To be clear, we’re not calling for an imminent sea change in the Macau data just yet, but the 2nd derivative should generally be positive and for the stocks positioned well with new or outperforming hardware, the set up looks decent – Las Vegas Sands (LVS) and WYNN are highest on our list of Longs, with LVS featured as a best idea Long.

GH

We continue to see an overall improvement in claims volume for Guardant Health (GH) week-over-week, which suggests that Guardant360, the first FDA-approved comprehensive liquid biopsy test, is expanding beyond its initial application in lung cancer. A shift in the mix of diagnosis codes away from lung cancer supports the view that Guardant360 is beginning to successfully penetrate additional indications, and feedback from recent interviews suggests that oncologists have started sending tissue and plasma (blood) out at the same time due to the time-to-result differential (tissue testing remains the "gold standard," but the sensitivity and specificity of liquid biopsy are well-understood, and the time-to-result is often a few days faster). As more targeted therapies are studied and approved by the FDA, demand for companion diagnostics (CDx), including Guardant's, will only increase. Layer on the optionality that could come with Lunar 1 & 2, and we like the setup even more.

NSP

In a Bullish #Quad2 portfolio strategy, you want to be looking for A) Bullish @Hedgeye TREND stocks that are B) down on #decelerating volume. Insperity (NSP) is a good example of that.
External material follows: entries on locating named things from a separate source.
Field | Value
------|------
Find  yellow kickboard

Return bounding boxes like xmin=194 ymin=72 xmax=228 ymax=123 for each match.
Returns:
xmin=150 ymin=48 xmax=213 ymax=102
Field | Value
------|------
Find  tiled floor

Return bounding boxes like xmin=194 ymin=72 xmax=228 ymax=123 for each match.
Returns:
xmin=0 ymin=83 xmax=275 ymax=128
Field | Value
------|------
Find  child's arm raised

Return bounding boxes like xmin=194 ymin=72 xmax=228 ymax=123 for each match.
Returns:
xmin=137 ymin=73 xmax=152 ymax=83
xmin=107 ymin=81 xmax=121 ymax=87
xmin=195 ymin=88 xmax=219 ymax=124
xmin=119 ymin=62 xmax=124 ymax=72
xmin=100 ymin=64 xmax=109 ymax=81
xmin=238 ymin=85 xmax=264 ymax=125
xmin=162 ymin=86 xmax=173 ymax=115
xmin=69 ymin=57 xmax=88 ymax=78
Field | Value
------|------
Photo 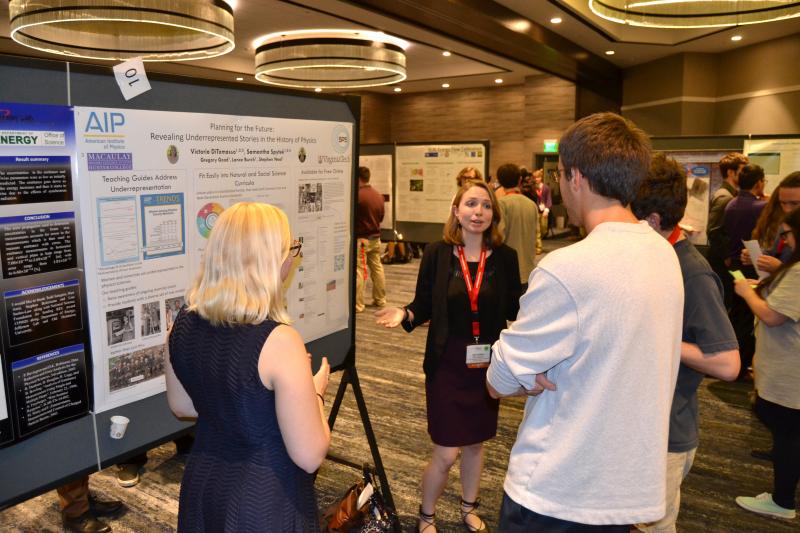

Our take on NSP, TNET and PEOs in general is that the intensifying complexity of employment under CARES & other COVID-19 packages, the stresses created by the pandemic itself, and a potential new administration/state regulations (e.g. Prop 22) would generate a favorable demand and pricing environment.  In the interim, falling healthcare utilization because of the pandemic would generate significant insurance profitability, allowing these companies to exceed (unreasonably low) consensus estimates.  

PEOs often rally 2x to 3x through a ‘hard’ pricing environment as the penetration growth story gets investors excited. That said, the stock comp was well in excess of previous, apparently ‘low’, levels, a benefit to adjusted numbers.  No, we don’t buy that, but we can take the bad with the good.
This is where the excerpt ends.